Per tornare all’esempio di prima, manteniamoci prudenti e ipotizziamo che il tuo datore di lavoro incassasse (risparmiasse, producesse), per ogni tua giornata lavorativa, 150/180 euro, con un utile di 40/55 euro.

Sarebbe lecito, ora che sei tu il datore di lavoro di te stessa, guadagnare altrettanto sul tuo lavoro? Considerando il tempo che togli alle persone a te care, i sacrifici che fai, il rischio d’impresa che ti sei assunta? E senza considerare il valore aggiunto che offri tu, proprio tu, con la tua esperienza, la tua passione, le competenze acquisite?

Io credo di sì, e credo che questo ti aiuterebbe a percepire diversamente la tua attività, dando un valore maggiore e – ritengo – più giusto a te stessa.

Anche se in questo momento senti di non essere proprio perfetta, di non avere proprio tutte le competenze della concorrenza, di non essere poi così speciale (di questo torneremo comunque a parlare, perché se oggi è così, nulla implica che debba rimanere così in futuro!).

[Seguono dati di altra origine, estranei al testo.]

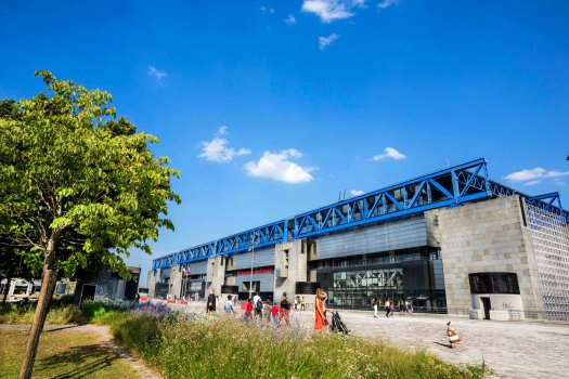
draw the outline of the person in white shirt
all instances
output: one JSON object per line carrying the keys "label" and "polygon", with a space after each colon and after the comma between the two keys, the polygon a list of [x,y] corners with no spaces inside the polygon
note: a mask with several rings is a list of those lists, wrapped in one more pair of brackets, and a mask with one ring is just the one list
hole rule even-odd
{"label": "person in white shirt", "polygon": [[257,291],[257,293],[253,297],[253,309],[255,310],[255,317],[262,321],[262,306],[258,305],[259,301],[261,301],[261,296]]}

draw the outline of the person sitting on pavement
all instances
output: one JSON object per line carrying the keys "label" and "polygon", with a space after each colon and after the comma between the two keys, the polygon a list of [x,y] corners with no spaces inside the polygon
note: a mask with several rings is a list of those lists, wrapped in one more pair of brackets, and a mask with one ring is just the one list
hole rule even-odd
{"label": "person sitting on pavement", "polygon": [[449,343],[451,345],[451,349],[454,349],[454,345],[456,343],[462,342],[461,338],[458,337],[458,332],[455,328],[451,326],[451,322],[447,323],[447,336],[449,336]]}

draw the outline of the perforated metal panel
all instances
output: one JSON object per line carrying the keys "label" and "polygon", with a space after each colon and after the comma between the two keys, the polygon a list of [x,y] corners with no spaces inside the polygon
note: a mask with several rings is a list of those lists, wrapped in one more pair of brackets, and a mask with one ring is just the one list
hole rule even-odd
{"label": "perforated metal panel", "polygon": [[569,225],[555,212],[527,207],[547,318],[569,319]]}

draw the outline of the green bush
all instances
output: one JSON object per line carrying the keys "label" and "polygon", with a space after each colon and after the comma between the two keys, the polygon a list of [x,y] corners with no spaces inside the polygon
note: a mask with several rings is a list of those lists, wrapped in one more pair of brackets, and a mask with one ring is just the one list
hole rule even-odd
{"label": "green bush", "polygon": [[168,378],[482,378],[434,354],[358,337],[259,328],[228,317],[155,319],[122,315],[115,337]]}
{"label": "green bush", "polygon": [[[0,324],[31,324],[36,303],[5,304],[0,309]],[[85,324],[87,317],[76,305],[51,306],[46,318],[48,325]]]}

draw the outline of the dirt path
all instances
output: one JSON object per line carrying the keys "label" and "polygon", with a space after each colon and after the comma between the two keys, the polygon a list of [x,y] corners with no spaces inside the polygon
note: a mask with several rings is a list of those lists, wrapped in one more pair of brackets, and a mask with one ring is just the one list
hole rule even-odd
{"label": "dirt path", "polygon": [[[0,330],[27,330],[29,329],[29,325],[5,325],[0,324]],[[150,369],[144,365],[144,363],[132,355],[127,350],[122,349],[113,336],[111,335],[111,331],[106,326],[98,326],[98,325],[46,325],[43,328],[44,331],[74,331],[74,332],[94,332],[99,335],[100,342],[103,347],[113,350],[120,360],[125,360],[139,375],[140,378],[143,379],[163,379],[163,377],[155,373],[154,370]]]}

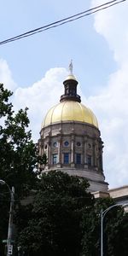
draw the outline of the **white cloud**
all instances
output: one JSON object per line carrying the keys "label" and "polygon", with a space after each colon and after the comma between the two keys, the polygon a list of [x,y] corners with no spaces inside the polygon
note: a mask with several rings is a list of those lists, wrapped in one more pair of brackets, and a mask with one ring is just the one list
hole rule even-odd
{"label": "white cloud", "polygon": [[16,84],[13,80],[7,61],[3,59],[0,59],[0,83],[4,84],[4,86],[10,90],[14,90],[16,88]]}
{"label": "white cloud", "polygon": [[[102,1],[104,3],[106,1]],[[93,6],[101,1],[92,1]],[[94,26],[113,50],[118,70],[101,93],[88,99],[99,117],[104,140],[104,169],[110,188],[128,183],[128,3],[95,15]],[[105,86],[106,85],[106,86]]]}
{"label": "white cloud", "polygon": [[65,68],[51,68],[39,81],[27,88],[17,88],[14,93],[15,109],[29,108],[30,127],[35,142],[39,138],[41,123],[47,111],[59,102],[63,94],[61,81],[67,76]]}

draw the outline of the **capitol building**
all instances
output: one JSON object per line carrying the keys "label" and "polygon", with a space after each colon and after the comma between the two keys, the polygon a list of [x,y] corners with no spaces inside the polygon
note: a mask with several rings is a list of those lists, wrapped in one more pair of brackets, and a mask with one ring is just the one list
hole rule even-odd
{"label": "capitol building", "polygon": [[108,189],[98,121],[77,94],[78,81],[73,73],[72,62],[63,85],[64,94],[60,102],[48,110],[41,125],[39,154],[45,154],[48,158],[43,172],[58,170],[84,177],[90,183],[89,190],[96,197],[110,195],[119,202],[125,202],[128,186]]}

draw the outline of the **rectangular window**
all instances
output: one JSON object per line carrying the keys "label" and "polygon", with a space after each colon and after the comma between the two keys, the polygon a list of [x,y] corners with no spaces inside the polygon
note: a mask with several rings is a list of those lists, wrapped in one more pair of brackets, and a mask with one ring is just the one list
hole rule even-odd
{"label": "rectangular window", "polygon": [[69,153],[64,153],[64,164],[69,163]]}
{"label": "rectangular window", "polygon": [[89,166],[91,166],[91,156],[90,156],[90,155],[88,155],[88,156],[87,156],[87,165],[88,165]]}
{"label": "rectangular window", "polygon": [[81,164],[81,154],[76,154],[76,164],[78,164],[78,165]]}
{"label": "rectangular window", "polygon": [[52,163],[53,163],[53,165],[55,165],[55,164],[57,164],[57,154],[53,154],[53,157],[52,157]]}

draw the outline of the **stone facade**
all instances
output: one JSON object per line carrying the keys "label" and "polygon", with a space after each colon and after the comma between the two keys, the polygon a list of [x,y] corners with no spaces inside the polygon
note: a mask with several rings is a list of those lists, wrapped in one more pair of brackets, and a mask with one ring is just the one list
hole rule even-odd
{"label": "stone facade", "polygon": [[102,166],[103,143],[96,118],[80,103],[72,74],[64,81],[61,103],[53,107],[42,125],[39,154],[46,154],[45,170],[61,170],[86,178],[90,191],[108,191]]}
{"label": "stone facade", "polygon": [[91,191],[107,191],[102,168],[103,143],[100,131],[81,122],[61,122],[42,128],[40,155],[46,154],[45,170],[61,170],[87,178]]}

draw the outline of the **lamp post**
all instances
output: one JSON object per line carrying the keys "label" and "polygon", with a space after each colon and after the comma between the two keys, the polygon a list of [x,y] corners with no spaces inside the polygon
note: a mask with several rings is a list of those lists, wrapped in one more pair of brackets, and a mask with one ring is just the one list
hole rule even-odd
{"label": "lamp post", "polygon": [[6,185],[10,193],[10,208],[9,208],[9,227],[8,227],[8,238],[7,238],[7,256],[9,256],[13,254],[13,247],[11,243],[12,243],[12,235],[13,235],[15,188],[12,187],[12,189],[10,189],[9,184],[3,179],[0,179],[0,184]]}
{"label": "lamp post", "polygon": [[110,211],[112,208],[115,207],[125,207],[128,204],[115,204],[113,205],[111,207],[109,207],[108,208],[107,208],[106,210],[102,211],[102,209],[101,210],[101,256],[103,256],[103,220],[104,220],[104,217],[106,216],[107,212],[108,211]]}

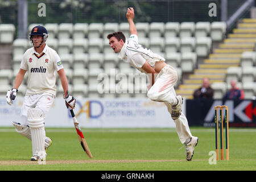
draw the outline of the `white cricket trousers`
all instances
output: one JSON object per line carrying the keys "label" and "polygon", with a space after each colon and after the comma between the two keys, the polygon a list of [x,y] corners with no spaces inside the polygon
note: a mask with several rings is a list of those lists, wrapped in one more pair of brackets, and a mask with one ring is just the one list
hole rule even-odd
{"label": "white cricket trousers", "polygon": [[[177,72],[172,67],[167,64],[161,69],[155,78],[154,84],[147,93],[147,97],[151,100],[164,102],[170,114],[172,113],[172,105],[177,102],[174,88],[177,80]],[[181,112],[179,118],[174,121],[179,138],[181,143],[184,143],[187,139],[192,136],[187,118]]]}
{"label": "white cricket trousers", "polygon": [[55,99],[55,96],[51,93],[44,93],[40,94],[25,96],[23,104],[21,109],[21,119],[20,123],[27,126],[27,111],[31,108],[38,108],[43,111],[44,119],[49,112]]}

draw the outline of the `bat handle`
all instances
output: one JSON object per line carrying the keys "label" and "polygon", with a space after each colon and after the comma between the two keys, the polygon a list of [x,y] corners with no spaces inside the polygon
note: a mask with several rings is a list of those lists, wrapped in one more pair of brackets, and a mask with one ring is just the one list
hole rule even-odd
{"label": "bat handle", "polygon": [[72,118],[75,117],[75,115],[74,111],[73,111],[73,109],[70,110],[70,113],[71,114]]}

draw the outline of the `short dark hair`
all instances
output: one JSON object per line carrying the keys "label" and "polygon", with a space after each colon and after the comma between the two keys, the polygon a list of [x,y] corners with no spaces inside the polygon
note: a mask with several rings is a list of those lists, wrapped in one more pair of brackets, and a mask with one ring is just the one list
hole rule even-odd
{"label": "short dark hair", "polygon": [[123,42],[125,42],[125,36],[122,32],[117,32],[112,34],[109,34],[109,35],[108,35],[107,38],[108,39],[110,39],[110,38],[113,36],[116,38],[117,40],[118,41],[120,41],[120,40],[122,39],[123,40]]}

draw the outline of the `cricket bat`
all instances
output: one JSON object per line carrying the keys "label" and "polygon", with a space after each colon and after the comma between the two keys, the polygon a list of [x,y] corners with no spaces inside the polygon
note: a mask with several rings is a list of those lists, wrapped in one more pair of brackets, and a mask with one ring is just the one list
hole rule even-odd
{"label": "cricket bat", "polygon": [[76,119],[76,117],[74,114],[73,109],[70,110],[70,113],[73,118],[73,121],[74,122],[75,127],[76,128],[76,132],[77,133],[79,140],[80,142],[80,144],[82,146],[82,148],[84,149],[87,155],[90,158],[92,158],[93,156],[90,152],[90,150],[89,149],[88,146],[87,145],[86,142],[85,141],[84,135],[82,134],[82,130],[81,130],[80,127],[79,126],[79,123],[78,122],[77,119]]}

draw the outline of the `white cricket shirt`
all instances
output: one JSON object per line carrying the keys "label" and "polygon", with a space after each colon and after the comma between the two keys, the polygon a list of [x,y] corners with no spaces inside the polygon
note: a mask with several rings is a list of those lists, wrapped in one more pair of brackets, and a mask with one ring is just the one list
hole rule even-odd
{"label": "white cricket shirt", "polygon": [[23,55],[20,68],[28,72],[26,95],[50,93],[56,96],[55,71],[63,68],[57,52],[46,44],[39,55],[34,47],[27,49]]}
{"label": "white cricket shirt", "polygon": [[150,49],[139,44],[138,36],[135,34],[131,35],[125,42],[118,57],[143,73],[146,72],[141,67],[146,61],[154,68],[155,62],[166,60],[164,58],[154,53]]}

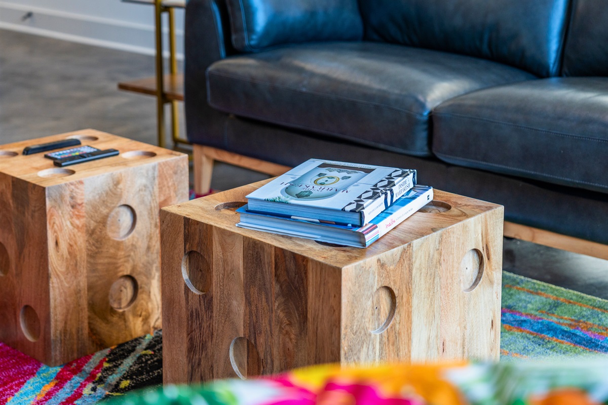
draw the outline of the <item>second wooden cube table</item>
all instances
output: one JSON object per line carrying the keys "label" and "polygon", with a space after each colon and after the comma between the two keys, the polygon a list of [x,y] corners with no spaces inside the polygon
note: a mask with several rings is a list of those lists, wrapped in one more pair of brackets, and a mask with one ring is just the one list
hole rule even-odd
{"label": "second wooden cube table", "polygon": [[[120,154],[66,168],[26,146]],[[187,155],[92,129],[0,146],[0,341],[57,366],[161,327],[159,209]]]}
{"label": "second wooden cube table", "polygon": [[163,378],[497,359],[503,207],[435,190],[366,249],[237,228],[265,182],[165,207]]}

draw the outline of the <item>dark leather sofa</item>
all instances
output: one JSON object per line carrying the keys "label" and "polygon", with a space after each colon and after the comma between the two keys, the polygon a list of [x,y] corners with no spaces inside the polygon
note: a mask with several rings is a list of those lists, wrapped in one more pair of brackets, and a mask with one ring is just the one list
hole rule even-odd
{"label": "dark leather sofa", "polygon": [[189,0],[185,18],[195,145],[415,168],[608,244],[608,1]]}

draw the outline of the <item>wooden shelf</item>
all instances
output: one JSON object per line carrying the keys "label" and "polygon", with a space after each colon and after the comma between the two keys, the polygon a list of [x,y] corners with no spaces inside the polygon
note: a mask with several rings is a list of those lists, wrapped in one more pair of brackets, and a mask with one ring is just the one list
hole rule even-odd
{"label": "wooden shelf", "polygon": [[[165,75],[164,89],[167,98],[170,100],[184,101],[184,75]],[[123,81],[118,84],[120,90],[156,95],[156,78],[147,77],[143,79]]]}

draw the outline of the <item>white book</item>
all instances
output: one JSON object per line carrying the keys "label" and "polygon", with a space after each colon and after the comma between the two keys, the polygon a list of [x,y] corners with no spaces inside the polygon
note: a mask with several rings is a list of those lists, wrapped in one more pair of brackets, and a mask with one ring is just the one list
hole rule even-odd
{"label": "white book", "polygon": [[250,211],[362,226],[416,184],[416,171],[310,159],[247,196]]}
{"label": "white book", "polygon": [[237,210],[241,216],[237,226],[256,231],[304,237],[319,242],[364,248],[433,199],[433,189],[417,185],[390,207],[363,226],[348,226],[295,216],[277,216],[252,212],[245,205]]}

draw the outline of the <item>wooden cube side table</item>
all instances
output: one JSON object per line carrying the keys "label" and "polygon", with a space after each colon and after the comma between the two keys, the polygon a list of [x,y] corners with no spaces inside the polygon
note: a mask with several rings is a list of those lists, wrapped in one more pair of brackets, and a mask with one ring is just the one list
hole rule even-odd
{"label": "wooden cube side table", "polygon": [[[66,138],[120,154],[21,154]],[[187,199],[184,154],[91,129],[0,146],[0,341],[56,366],[161,327],[159,210]]]}
{"label": "wooden cube side table", "polygon": [[497,359],[503,207],[438,190],[366,249],[237,228],[261,182],[165,207],[165,383],[328,362]]}

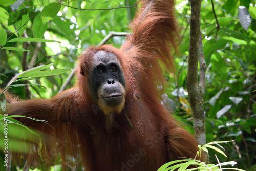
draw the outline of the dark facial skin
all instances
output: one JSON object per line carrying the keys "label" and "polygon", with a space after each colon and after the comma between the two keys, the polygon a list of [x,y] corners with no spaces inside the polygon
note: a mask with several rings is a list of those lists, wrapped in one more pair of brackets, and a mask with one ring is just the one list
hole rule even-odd
{"label": "dark facial skin", "polygon": [[88,74],[90,92],[98,103],[115,107],[123,102],[125,79],[122,66],[115,55],[98,51],[94,56]]}

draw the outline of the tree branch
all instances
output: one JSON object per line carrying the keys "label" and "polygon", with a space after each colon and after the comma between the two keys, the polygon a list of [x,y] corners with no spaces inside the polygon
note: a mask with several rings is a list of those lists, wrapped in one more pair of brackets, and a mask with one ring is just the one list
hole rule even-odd
{"label": "tree branch", "polygon": [[[202,145],[206,143],[204,98],[206,66],[203,56],[202,38],[200,38],[201,37],[201,0],[190,1],[190,32],[186,84],[188,92],[188,100],[193,113],[195,137],[198,144]],[[199,83],[198,62],[199,56],[200,75]]]}

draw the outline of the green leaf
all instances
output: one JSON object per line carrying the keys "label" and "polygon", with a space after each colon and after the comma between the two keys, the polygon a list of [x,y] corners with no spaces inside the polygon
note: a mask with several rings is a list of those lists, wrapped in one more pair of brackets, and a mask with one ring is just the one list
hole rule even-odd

Stai comunque facendo del tuo meglio, e il tuo cliente ha liberamente deciso che il tuo meglio è ciò che lui/lei vuole!

Ricordatelo, la prossima volta che prepari un preventivo!

P.S. Ovviamente, questo non significa che da domani adeguerai i prezzi alle cifre ricavate con questo tipo di ragionamento: la definizione dei tuoi prezzi è questione ben diversa, soggetta a valutazioni che riguardano sia i tuoi costi sia la situazione del mercato in cui ti muovi. Tuttavia da domani potrai sentirti a tuo agio nel richiedere un presso equo per il tuo lavoro, mentre fino ad oggi questo ti metteva in difficoltà: un bel passo avanti, vero?